Writer and performer Sonya Kelly tells the story how she met Kate from Queensland while rehearsing for an apparently ridiculous play (one in which a troupe of Irishmen pretending to be Russians speak in British accents to show that it’s the olden days). What begins as a flirtation sparked by existential dread becomes a fling turns into love, but Kate from Queensland’s visa soon whisks her back to Australia, leaving Sonya heartbroken and alone. The resulting love affair becomes a paper trail of bureaucratic nightmares, as Sonya and Kate have to prove to the Irish government that they’re in love so that they can be together.
Kelly occasionally interrupts her love/paperwork story to read the letters of Ann Flannigan, Kate's great-great grandmother who emigrated from Ireland to Queensland. These letters add a great layer to the show, though Kelly's attempt to merge the two stories towards the end is somewhat awkward. Still, Ann Flannigan's story adds a sense of universality to Kelly and Kate's experience by transcending their story to discuss traveling for love on a broader scale.
Sharing the stage with Paul Curley, the stage manager, Kelly delivers an absolutely hilarious summation of her courtship with Kate, which was shadowed since the beginning by the looming threat of immigration laws. Directed by Gina Moxley, Kelly’s performance is funny to its core. The audience was kept in stitches as Kelly colors each moment of her bureaucratically-challenged romance with hilarious insights into the process of falling in love, and she and Paul bounce off each other with excellent comic performances. Even in the show’s more serious moments, such as when Kelly nervously faces the prospect of traveling to Australia to meet Kate’s family, she maintains the hilarious tone that makes it such a success.
Sound designer Carl Kennedy matches that tone perfectly through musical interruptions and transitions that helped to establish a new atmosphere for each scene despite the simple set. Like everything else in the show, the music also added humor, as each cue had excellent comedic timing.

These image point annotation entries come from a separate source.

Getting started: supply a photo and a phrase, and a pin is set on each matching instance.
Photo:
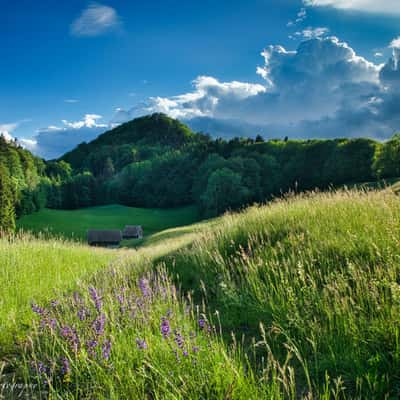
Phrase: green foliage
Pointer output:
(224, 190)
(387, 159)
(7, 213)
(308, 286)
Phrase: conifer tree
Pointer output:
(7, 210)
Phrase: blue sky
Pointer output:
(71, 70)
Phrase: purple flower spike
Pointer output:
(179, 340)
(54, 303)
(82, 313)
(38, 310)
(71, 337)
(106, 349)
(195, 349)
(165, 327)
(144, 287)
(202, 323)
(142, 345)
(77, 298)
(96, 298)
(65, 367)
(98, 324)
(91, 347)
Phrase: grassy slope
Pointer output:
(75, 223)
(33, 269)
(319, 272)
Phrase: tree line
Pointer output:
(156, 161)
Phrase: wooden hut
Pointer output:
(132, 232)
(106, 237)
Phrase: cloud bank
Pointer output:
(6, 129)
(372, 6)
(53, 141)
(322, 89)
(95, 20)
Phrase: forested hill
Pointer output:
(156, 161)
(22, 183)
(149, 132)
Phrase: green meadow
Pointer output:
(298, 299)
(73, 224)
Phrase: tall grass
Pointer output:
(308, 286)
(322, 273)
(34, 269)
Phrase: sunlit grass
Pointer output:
(308, 286)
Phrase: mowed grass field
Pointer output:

Despite the unending success of the show’s comedy, some of its emotional moments could have been more developed. Each of the major milestones in Kate and Sonya’s romance landed well, and their circumstance makes it easy to root for them as a couple. However, it would have been nice to develop a few more personal moments between them. Kelly does a great job of this in their initial courtship, as they rehearse the play together, but in other moments, she details her hilarious frustrations with the paperwork surrounding their love, but glosses over the actual development of their relationship itself. In the show’s final moments, a touching review of their application binder makes it clear how much they love each other, and it would have been great to see a little more of this throughout.
Performed with comedic aplomb and wry freshness, How to Keep an Alien makes for truly fantastic theater.